“Keep an open mind on open source,” is a dictum that captures the Canadian government’s position on Open Source software (OSS).
“Our policy on Open Source is clear: we are free to use it, but that’s a business decision the project lead has to take,” said Helen Jelich, director general, public works and government services Canada. Jelich was the federal government spokesperson in a panel discussion on OSS at the recently concluded GTEC 2004 in Ottawa.
The three other panelists represented the vendor community and included Jack Pellicci, group vice-president of business development at Oracle, Nancy Faigen, vice-president and general manager of Linux at Novell, North America, and Alec Taylor, director of platform strategy for Microsoft Canada.

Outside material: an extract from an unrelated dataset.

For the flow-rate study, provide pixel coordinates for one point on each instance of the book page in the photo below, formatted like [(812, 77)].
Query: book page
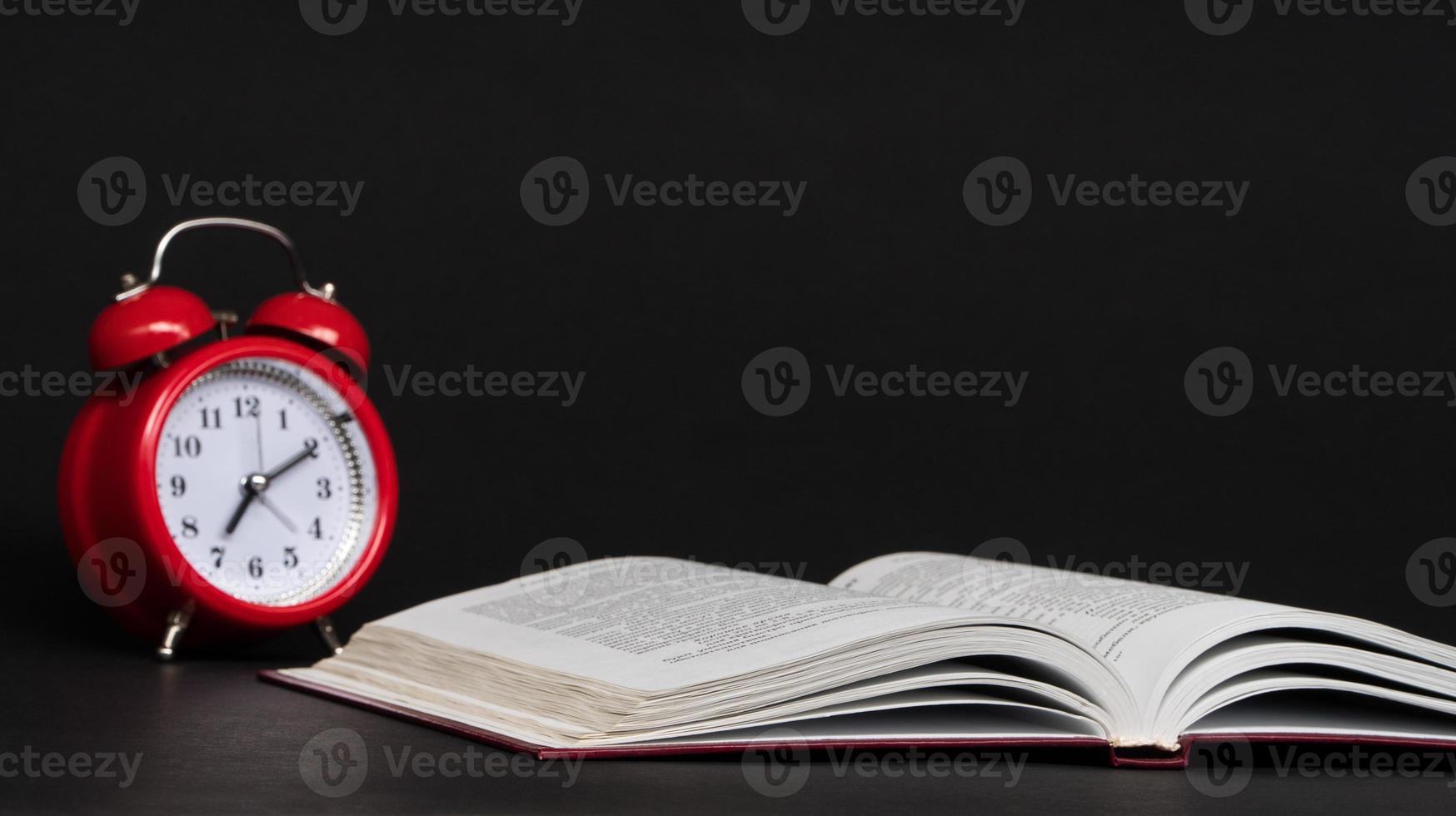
[(1138, 627), (663, 623)]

Jelich said the government’s position on OSS is in line with its “full spectrum” approach to IT projects. “This simply means we consider all options, including OSS, and adopt what’s best.”
All panelists agreed Open Source should be assessed on its merits, and by the same criteria and standards used to evaluate proprietary, closed source or gated technologies.
“No preferential treatment should be given to any type of software,” said Pellicci. He said Open Source adoption should be based on free and informed choice. “And free choice is not like free beer. Nor does it mean free software.”
The evaluation criteria, he said, are essentially the same for government and the private sector. “You need to look at the overall performance, support, and the life-cycle costs – not just the license costs. Security and privacy issues also have to be addressed. Finally, you must consider whether you have the skills in house to handle (an Open Source implementation).”
Pellicci said any decision on OSS adoption – whether in government or industry – should be preceded by a clear definition of technical and business requirements. “As part of this, you need to benchmark, look at best practices and educate employees about Open Source – what it is, what the license agreements are, and the implications of associated intellectual property rights.”
Faigen agreed and said adherence to these criteria takes on a new importance today with widespread adoption of OSS technologies across the public and private sector in North America.
“OS and Linux are no longer just for the blackshirts and backoffice geeks,” said Faigen. “It has become commercial…mainstream.”
In the U.S., she said, government agencies across the board – military departments, the Senate and House of Representatives, as well as service agencies like the post office – have all deployed Open Source.
She said OSS adoption in the public and private sector is so pervasive that it led Novell to change its software strategy.
After nearly 20-years of providing primarily vendor-written software and services, she said, Novell discovered there is much to gain by harnessing OSS technologies within its product suite. “So we have now become a provider of those technologies. We are changing our business strategy to embrace Open Source as part of the total solution we deliver to government agencies and companies.”
Taylor offered a significantly different perspective.
He emphasized that there is a “big difference between open standards and open source.”
The International Organization for Standards, he said, has clarified that an open standard is unrelated to the development model used for the implementation of that standard.
“This means you can implement open standards in a proprietary software solution as well as an open source solution,” he said citing the work done on the development XML and Web services by companies like IBM.
Taylor said open standards foster interoperability, which in turn enables government and public sector organizations to integrate backoffice and information services across departments.
He cited the example of how police departments could benefit from open standards. “Typically, police departments have huge backend management systems. One department may use Windows and SQL, another Unix and Oracle and so on. Open standards would allow information to be shared across departments.”
He said for large public sector enterprises considering OSS, the development model is far less important to their decision than the software’s ability to meet their business needs effectively.
For software products to pass muster, he said, they need to meet criteria such as interoperability (working across multiple hardware platforms and other technology assets), support (an ecosystem to ensure support services are obtained in timely and cost-effective way), indemnification (protection against potential issues and challenges) and backward compatibility.
“When these criteria come into play, commercialization becomes the key to success – and there has to be an ROI the enterprise can realize.”
Taylor said Microsoft has “no interest” in competing with the OSS development model. “The open source and commercial development model have co-existed for decades and both have made amazing contributions to software development.”
But he said Microsoft is competing with the commercial derivatives from the OSS model – such as Linux, MySQL, SendMail, and Apache.